Here are the visualized spike mutations in Delta vs. Omicron:
I won't go into detail here describing all the mutations Omicron has — but suffice to say that it has many mutations that have been previously been linked to immune erosion and/or are predicted to have an adverse impact on immunity.
What's the result of all these mutations for how Omicron compares to other variants, evolutionarily? The magnitude of Omicron's jump, which is evident in this phylogenetic tree constructed via NextStrain, is striking:
Next, let's discuss the implications all these mutations and the resultant evolutionary jump has for Omicron's transmission fitness and ability to evade existing immunity.
3: Immune erosion
Before anything, here's a quick pre-Omicron SARS-CoV-2 immunology 101 lesson:
Immunity against SARS-CoV-2 can be induced via vaccination or infection. A combination of the two elicits the broadest and most potent immunological response. Vaccine-induced immunity is targeted at the spike protein, while infection-induced immunity is broader and targets other parts of SARS-CoV-2 in addition to the spike. Both B cells and T cells are involved in the adaptive immune response against SARS-CoV-2, and some degree of both appear to be required for protection against disease. B cells are more critical in acting like a first line of the adaptive immune defense to prevent SARS-CoV-2 from gaining a foothold in the first place — ~2/3 of vaccine efficacy against disease is thought to be mediated via neutralizing antibodies that are produced by B cells. The T cell response is very multifaceted and complex but, essentially, it is largely responsible for preventing progression to severe disease by stopping the virus from continuing to spread within the body (T cells do this by killing infected host cells, for instance). So basically: antibodies produced by B cells protect cells from getting the virus (maintaining virus-free cells) and thus mostly protect against infection/disease, while T cells can mostly only act against cell-associated virus and thus mostly protect against severe disease/death. Keep all this in mind for later.

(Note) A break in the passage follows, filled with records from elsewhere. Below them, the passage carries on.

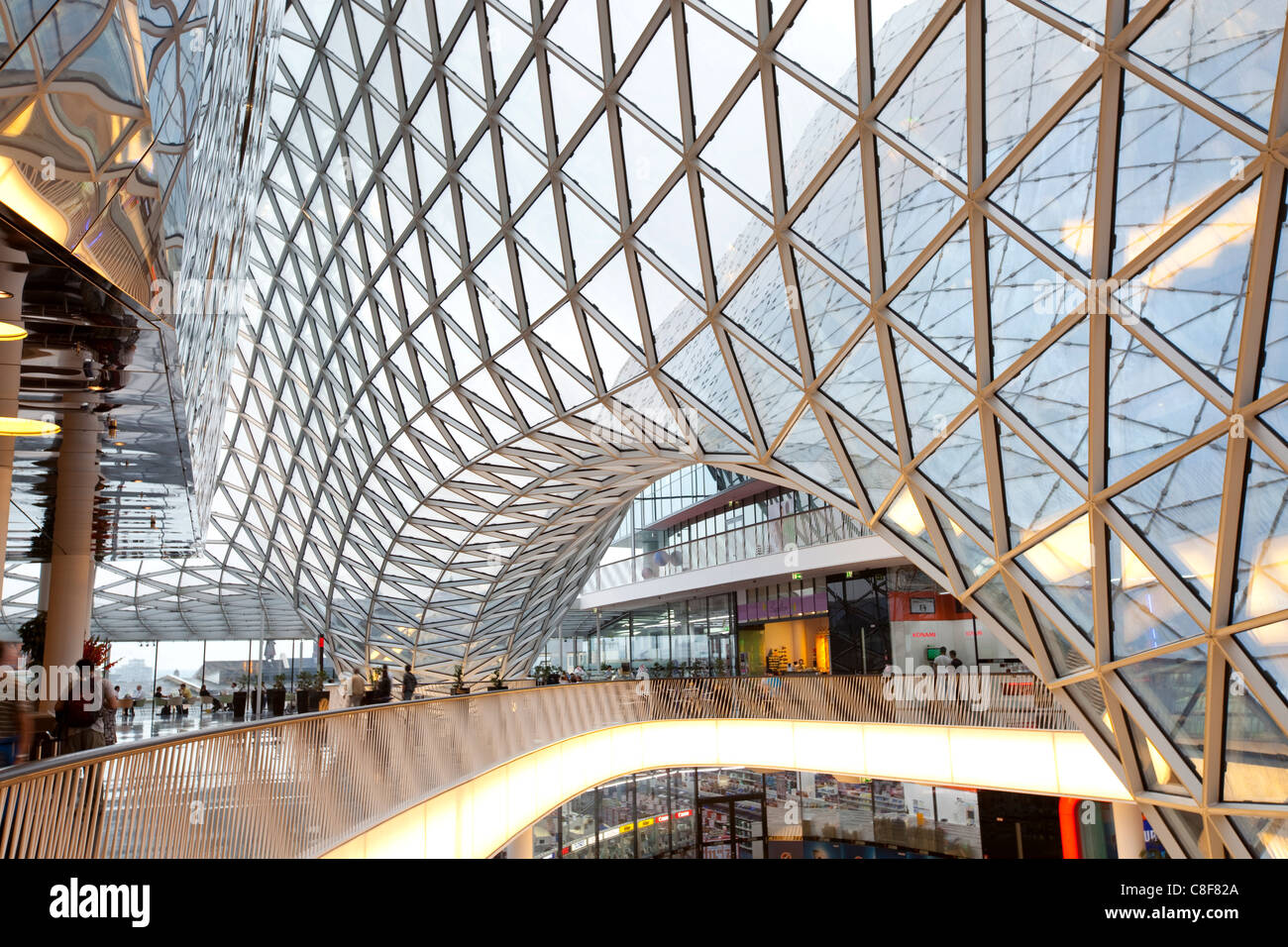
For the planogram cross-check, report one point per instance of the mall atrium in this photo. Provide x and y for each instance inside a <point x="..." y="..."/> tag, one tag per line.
<point x="726" y="360"/>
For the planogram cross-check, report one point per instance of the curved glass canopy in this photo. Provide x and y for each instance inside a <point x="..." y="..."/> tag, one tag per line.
<point x="1001" y="278"/>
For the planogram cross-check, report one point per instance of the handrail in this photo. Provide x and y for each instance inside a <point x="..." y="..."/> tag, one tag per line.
<point x="299" y="787"/>
<point x="810" y="527"/>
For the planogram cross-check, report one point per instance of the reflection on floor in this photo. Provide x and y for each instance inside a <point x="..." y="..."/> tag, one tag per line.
<point x="145" y="725"/>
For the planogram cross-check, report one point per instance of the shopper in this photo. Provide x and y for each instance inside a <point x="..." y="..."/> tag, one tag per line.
<point x="80" y="714"/>
<point x="357" y="688"/>
<point x="384" y="686"/>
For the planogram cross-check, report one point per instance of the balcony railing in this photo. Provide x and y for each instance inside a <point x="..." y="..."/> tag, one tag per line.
<point x="300" y="787"/>
<point x="771" y="538"/>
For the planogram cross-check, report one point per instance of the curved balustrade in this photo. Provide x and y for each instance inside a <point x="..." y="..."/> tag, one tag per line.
<point x="301" y="787"/>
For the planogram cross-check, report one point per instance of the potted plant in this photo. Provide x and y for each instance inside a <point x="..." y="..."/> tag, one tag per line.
<point x="33" y="633"/>
<point x="459" y="681"/>
<point x="240" y="698"/>
<point x="277" y="696"/>
<point x="318" y="693"/>
<point x="303" y="688"/>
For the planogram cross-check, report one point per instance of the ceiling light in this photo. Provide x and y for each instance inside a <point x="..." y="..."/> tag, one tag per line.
<point x="26" y="427"/>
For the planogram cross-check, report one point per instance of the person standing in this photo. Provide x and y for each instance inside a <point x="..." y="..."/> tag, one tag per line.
<point x="384" y="685"/>
<point x="357" y="688"/>
<point x="408" y="684"/>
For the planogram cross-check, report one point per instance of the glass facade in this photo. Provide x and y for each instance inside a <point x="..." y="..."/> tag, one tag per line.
<point x="743" y="813"/>
<point x="1008" y="287"/>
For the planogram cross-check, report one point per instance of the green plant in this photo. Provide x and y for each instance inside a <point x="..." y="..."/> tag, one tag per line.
<point x="33" y="633"/>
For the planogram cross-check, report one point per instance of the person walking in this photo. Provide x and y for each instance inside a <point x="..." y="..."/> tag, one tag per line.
<point x="357" y="688"/>
<point x="384" y="686"/>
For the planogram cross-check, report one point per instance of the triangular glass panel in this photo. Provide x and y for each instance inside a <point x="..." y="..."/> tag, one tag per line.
<point x="831" y="311"/>
<point x="506" y="44"/>
<point x="541" y="228"/>
<point x="957" y="470"/>
<point x="1051" y="394"/>
<point x="522" y="170"/>
<point x="1065" y="659"/>
<point x="465" y="116"/>
<point x="1028" y="65"/>
<point x="629" y="18"/>
<point x="1061" y="567"/>
<point x="574" y="99"/>
<point x="1144" y="613"/>
<point x="616" y="364"/>
<point x="822" y="40"/>
<point x="931" y="398"/>
<point x="971" y="558"/>
<point x="1179" y="510"/>
<point x="859" y="386"/>
<point x="1256" y="751"/>
<point x="928" y="108"/>
<point x="733" y="234"/>
<point x="806" y="450"/>
<point x="610" y="291"/>
<point x="700" y="367"/>
<point x="591" y="237"/>
<point x="894" y="30"/>
<point x="876" y="475"/>
<point x="738" y="151"/>
<point x="670" y="232"/>
<point x="1274" y="365"/>
<point x="1052" y="189"/>
<point x="1269" y="648"/>
<point x="810" y="129"/>
<point x="1020" y="316"/>
<point x="716" y="59"/>
<point x="481" y="171"/>
<point x="578" y="33"/>
<point x="773" y="397"/>
<point x="711" y="438"/>
<point x="835" y="221"/>
<point x="913" y="209"/>
<point x="670" y="312"/>
<point x="1172" y="689"/>
<point x="1150" y="408"/>
<point x="523" y="107"/>
<point x="1170" y="159"/>
<point x="1034" y="493"/>
<point x="938" y="300"/>
<point x="652" y="84"/>
<point x="1261" y="574"/>
<point x="591" y="166"/>
<point x="760" y="307"/>
<point x="995" y="598"/>
<point x="1194" y="292"/>
<point x="905" y="519"/>
<point x="464" y="59"/>
<point x="1232" y="55"/>
<point x="540" y="289"/>
<point x="647" y="159"/>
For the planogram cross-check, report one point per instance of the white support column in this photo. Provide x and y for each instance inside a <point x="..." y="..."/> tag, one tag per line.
<point x="71" y="566"/>
<point x="1128" y="830"/>
<point x="13" y="275"/>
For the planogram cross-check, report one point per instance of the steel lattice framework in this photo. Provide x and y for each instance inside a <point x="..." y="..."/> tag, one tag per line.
<point x="1005" y="282"/>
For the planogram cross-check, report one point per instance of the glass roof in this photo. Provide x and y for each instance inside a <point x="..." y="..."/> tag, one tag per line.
<point x="509" y="272"/>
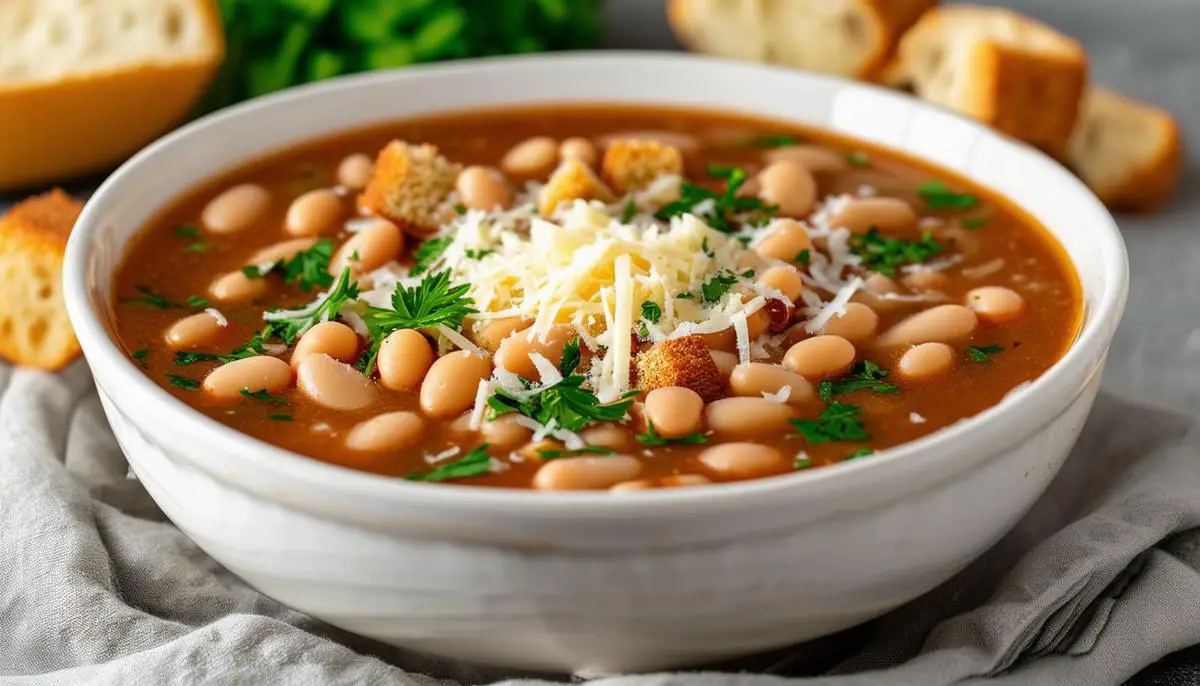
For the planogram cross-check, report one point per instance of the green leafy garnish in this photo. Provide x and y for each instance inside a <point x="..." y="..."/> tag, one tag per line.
<point x="585" y="450"/>
<point x="652" y="438"/>
<point x="883" y="254"/>
<point x="777" y="140"/>
<point x="983" y="354"/>
<point x="289" y="324"/>
<point x="837" y="422"/>
<point x="867" y="375"/>
<point x="262" y="395"/>
<point x="940" y="197"/>
<point x="571" y="357"/>
<point x="628" y="212"/>
<point x="474" y="463"/>
<point x="727" y="208"/>
<point x="153" y="300"/>
<point x="715" y="288"/>
<point x="429" y="253"/>
<point x="183" y="383"/>
<point x="652" y="312"/>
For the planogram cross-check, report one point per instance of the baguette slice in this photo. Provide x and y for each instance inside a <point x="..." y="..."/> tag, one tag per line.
<point x="34" y="326"/>
<point x="845" y="37"/>
<point x="1131" y="154"/>
<point x="84" y="84"/>
<point x="997" y="66"/>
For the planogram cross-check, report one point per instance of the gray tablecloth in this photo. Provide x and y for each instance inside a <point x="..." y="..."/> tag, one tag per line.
<point x="1099" y="581"/>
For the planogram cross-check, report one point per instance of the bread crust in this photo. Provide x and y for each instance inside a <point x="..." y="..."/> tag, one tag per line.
<point x="34" y="326"/>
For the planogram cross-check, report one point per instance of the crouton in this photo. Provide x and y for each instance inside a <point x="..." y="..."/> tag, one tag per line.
<point x="1003" y="68"/>
<point x="409" y="185"/>
<point x="34" y="326"/>
<point x="573" y="180"/>
<point x="845" y="37"/>
<point x="1128" y="152"/>
<point x="681" y="362"/>
<point x="631" y="164"/>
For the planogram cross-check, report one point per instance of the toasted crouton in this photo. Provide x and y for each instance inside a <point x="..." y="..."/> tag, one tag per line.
<point x="573" y="180"/>
<point x="1128" y="152"/>
<point x="1003" y="68"/>
<point x="681" y="362"/>
<point x="844" y="37"/>
<point x="408" y="186"/>
<point x="34" y="326"/>
<point x="631" y="164"/>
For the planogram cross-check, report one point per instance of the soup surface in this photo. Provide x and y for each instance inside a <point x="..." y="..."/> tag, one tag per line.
<point x="592" y="298"/>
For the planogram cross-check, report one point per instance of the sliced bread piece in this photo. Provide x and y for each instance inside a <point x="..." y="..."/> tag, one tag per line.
<point x="1003" y="68"/>
<point x="1131" y="154"/>
<point x="34" y="326"/>
<point x="84" y="84"/>
<point x="845" y="37"/>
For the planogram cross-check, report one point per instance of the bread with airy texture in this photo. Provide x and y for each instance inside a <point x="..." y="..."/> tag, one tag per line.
<point x="845" y="37"/>
<point x="1129" y="154"/>
<point x="34" y="326"/>
<point x="84" y="84"/>
<point x="997" y="66"/>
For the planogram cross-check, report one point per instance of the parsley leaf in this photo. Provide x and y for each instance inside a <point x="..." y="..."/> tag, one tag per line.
<point x="883" y="254"/>
<point x="262" y="396"/>
<point x="867" y="375"/>
<point x="474" y="463"/>
<point x="777" y="140"/>
<point x="715" y="288"/>
<point x="424" y="306"/>
<point x="652" y="438"/>
<point x="652" y="312"/>
<point x="585" y="450"/>
<point x="983" y="355"/>
<point x="940" y="197"/>
<point x="571" y="357"/>
<point x="292" y="323"/>
<point x="429" y="253"/>
<point x="153" y="300"/>
<point x="183" y="383"/>
<point x="838" y="422"/>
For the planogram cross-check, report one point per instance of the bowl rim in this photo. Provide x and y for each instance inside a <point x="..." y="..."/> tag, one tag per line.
<point x="994" y="425"/>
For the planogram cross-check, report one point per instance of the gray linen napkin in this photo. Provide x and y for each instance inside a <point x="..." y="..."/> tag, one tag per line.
<point x="1098" y="582"/>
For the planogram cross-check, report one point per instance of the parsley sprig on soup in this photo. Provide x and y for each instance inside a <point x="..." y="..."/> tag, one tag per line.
<point x="603" y="298"/>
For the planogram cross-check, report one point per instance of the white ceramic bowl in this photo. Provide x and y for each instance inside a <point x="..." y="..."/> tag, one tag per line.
<point x="589" y="582"/>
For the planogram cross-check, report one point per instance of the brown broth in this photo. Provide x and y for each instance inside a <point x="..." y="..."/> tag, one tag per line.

OK, now that we generally know what constitutes immunity let's look at how immunity has been holding up against Delta, courtesy of Eric Topol:
Though vaccine effectiveness is still maintained to a significant degree, there is clearly lowered vaccine efficacy — probably due to some combination of waning immunity (mostly because of a drop in neutralizing antibody levels over time) and Delta's partial ability to evade immunity (due to some antibodies being unable to target Delta). The T cell response is thought to be less affected, and so protection against death is mostly maintained.
Fortunately, a booster targeted at the original Wu1 not only brings vaccine effectiveness back up to pre-Delta levels but actually makes for an even better immune response (for the mRNA vaccines, higher than 95% efficacy!). A huge recent study on seven vaccines as boosters also finds that boosters result in a fantastic increase in B cell and T cell responses — both the quality and quantity of which are greatly improved.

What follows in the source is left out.